Wrong. When you make this low-scoring hero score higher than the top 30 average heroes, the hero weight coefficient will rise rapidly, which will significantly increase points. (In the process from low score to average score, points will be added slowly. The closer to the average score, the more obvious the integral will be. )

When all your heroes are in the upper middle of the normal distribution, your integral will eventually stabilize, that is to say, it is not obvious that you can add or subtract any hero (the change within 3 points). At this time, your ladder score is your real strength.

Why do many players show the fixed-point status prematurely?

That's because your heroic strength is also characterized by a stable normal distribution, and the results are mixed.

All in all,

Because of the existence of correction coefficient and weight coefficient, there are only two ways to play high-step integral:

1, only hit one hero, hit 1000 sets, won the game, and this hero was hit by your hero points to 2800. If the correction coefficient becomes 0.8 at this time, then your ladder integral is 2800*0.8=2240 (I once met a player who only played with a big ass.

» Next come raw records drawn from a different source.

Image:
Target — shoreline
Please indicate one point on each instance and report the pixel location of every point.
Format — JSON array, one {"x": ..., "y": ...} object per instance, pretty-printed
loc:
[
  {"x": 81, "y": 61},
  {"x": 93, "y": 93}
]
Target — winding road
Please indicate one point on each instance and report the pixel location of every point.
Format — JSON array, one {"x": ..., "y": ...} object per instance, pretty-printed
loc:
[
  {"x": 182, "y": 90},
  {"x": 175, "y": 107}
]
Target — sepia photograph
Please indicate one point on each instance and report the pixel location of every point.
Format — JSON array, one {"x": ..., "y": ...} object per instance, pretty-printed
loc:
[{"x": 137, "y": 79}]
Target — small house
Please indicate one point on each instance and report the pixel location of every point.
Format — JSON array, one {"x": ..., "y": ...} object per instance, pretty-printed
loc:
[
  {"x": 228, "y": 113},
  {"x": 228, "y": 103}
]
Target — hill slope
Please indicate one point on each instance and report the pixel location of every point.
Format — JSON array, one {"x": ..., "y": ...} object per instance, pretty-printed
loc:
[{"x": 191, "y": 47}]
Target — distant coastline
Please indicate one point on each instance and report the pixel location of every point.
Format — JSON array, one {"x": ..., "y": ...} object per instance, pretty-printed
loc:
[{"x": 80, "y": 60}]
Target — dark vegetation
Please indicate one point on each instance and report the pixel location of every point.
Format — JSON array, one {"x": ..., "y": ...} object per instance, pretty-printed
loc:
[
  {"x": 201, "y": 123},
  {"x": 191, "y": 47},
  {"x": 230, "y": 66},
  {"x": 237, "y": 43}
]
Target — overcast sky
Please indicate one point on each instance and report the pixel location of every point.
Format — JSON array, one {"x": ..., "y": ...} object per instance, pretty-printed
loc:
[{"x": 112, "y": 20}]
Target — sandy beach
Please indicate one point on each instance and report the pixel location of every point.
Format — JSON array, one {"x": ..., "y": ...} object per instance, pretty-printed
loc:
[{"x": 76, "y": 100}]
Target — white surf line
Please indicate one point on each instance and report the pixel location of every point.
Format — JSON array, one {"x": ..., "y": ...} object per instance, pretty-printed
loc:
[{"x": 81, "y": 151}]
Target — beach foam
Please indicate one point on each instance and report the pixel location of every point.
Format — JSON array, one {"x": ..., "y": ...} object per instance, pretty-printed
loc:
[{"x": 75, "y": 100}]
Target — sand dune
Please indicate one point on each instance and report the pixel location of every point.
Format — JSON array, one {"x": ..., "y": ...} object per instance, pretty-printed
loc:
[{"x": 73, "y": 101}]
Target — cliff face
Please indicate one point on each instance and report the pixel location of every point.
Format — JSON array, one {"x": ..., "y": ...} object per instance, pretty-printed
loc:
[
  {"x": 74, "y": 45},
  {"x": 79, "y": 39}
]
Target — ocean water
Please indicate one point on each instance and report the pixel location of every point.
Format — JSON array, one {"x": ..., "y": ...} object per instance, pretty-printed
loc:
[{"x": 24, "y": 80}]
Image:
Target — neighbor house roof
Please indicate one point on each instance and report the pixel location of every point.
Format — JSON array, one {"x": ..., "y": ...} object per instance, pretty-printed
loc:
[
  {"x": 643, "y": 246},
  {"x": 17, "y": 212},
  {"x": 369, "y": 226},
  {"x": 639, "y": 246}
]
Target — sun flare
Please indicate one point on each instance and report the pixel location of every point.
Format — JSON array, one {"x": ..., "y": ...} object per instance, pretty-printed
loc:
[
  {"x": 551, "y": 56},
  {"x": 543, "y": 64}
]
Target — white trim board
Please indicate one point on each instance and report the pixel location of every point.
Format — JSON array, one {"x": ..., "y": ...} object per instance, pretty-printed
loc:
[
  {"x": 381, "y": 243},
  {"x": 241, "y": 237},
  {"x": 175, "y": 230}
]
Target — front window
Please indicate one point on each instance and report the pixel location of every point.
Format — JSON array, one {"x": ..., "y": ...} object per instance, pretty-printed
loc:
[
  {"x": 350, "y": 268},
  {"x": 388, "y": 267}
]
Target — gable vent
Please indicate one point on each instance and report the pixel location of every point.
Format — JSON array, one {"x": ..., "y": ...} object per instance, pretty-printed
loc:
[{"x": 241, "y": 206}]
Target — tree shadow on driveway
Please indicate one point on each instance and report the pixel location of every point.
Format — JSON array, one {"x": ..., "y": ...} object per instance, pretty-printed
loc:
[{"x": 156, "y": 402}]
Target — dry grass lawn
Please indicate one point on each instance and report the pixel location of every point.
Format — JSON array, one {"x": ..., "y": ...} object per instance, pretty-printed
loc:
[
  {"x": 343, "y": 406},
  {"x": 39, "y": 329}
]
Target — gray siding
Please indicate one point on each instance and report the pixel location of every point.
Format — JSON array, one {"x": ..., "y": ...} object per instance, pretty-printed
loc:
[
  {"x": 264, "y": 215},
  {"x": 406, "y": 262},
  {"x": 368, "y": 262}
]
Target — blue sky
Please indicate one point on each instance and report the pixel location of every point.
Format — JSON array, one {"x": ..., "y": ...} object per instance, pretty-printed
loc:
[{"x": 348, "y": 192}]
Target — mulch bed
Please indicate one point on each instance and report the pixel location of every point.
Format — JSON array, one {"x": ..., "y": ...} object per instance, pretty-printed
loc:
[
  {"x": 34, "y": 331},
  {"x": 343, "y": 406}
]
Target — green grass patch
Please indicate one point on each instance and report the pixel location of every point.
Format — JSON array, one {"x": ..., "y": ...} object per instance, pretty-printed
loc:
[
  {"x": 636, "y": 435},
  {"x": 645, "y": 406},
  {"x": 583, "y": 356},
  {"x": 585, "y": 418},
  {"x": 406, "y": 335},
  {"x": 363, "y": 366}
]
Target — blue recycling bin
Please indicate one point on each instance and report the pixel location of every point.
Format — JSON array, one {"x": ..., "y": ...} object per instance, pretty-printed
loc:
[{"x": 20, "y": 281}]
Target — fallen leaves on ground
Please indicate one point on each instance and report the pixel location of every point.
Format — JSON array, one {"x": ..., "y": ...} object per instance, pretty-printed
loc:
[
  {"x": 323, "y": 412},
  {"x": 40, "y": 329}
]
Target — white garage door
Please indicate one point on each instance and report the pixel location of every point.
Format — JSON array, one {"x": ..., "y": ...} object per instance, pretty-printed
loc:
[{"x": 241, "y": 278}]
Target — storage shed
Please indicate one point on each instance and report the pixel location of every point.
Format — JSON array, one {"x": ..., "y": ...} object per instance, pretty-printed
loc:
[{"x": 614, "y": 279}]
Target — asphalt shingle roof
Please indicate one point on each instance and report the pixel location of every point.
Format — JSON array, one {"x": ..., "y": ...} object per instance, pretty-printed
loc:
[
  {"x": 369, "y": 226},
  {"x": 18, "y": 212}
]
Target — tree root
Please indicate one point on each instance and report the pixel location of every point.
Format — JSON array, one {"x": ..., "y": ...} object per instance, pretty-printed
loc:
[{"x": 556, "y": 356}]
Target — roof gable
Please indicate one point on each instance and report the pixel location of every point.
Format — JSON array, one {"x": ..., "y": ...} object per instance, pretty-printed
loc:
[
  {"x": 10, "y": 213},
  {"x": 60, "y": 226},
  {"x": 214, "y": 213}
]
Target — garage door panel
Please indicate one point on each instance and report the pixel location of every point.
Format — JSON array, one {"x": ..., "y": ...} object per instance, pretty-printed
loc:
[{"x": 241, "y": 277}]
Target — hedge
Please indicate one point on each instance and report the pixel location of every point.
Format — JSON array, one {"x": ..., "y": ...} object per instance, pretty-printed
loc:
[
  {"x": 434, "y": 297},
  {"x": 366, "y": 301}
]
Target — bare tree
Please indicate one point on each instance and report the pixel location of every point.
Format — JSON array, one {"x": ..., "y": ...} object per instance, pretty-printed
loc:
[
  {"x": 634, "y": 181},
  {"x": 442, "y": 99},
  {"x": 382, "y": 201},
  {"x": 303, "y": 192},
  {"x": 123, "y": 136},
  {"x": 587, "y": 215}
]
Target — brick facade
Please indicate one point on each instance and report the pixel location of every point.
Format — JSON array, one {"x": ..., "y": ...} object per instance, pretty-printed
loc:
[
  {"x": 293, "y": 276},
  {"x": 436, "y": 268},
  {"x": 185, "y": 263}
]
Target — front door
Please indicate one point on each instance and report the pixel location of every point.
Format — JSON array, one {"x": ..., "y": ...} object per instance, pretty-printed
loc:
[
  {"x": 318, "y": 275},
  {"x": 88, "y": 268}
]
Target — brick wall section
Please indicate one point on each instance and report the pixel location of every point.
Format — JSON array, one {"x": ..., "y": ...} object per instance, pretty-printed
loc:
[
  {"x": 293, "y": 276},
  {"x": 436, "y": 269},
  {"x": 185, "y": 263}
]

When the hero score was 3000, the ladder integral was more than 2300.

2. All heroes come on stage and hit the hero point of 2500. At this time, your correction factor is 0.9. Get the step integral =2250 (this is more in line with human nature, and the correction coefficient rises rapidly)

In fact, it is easier to get a complex mathematical formula by combining distribution function with probability modeling in mathematics.

I simplify it to a single number, which is easier to understand. I really don't know how these two coefficients change, but the function or point set of the correction coefficient should be convergent. The weight coefficient must conform to some probability distribution (similar to normal distribution).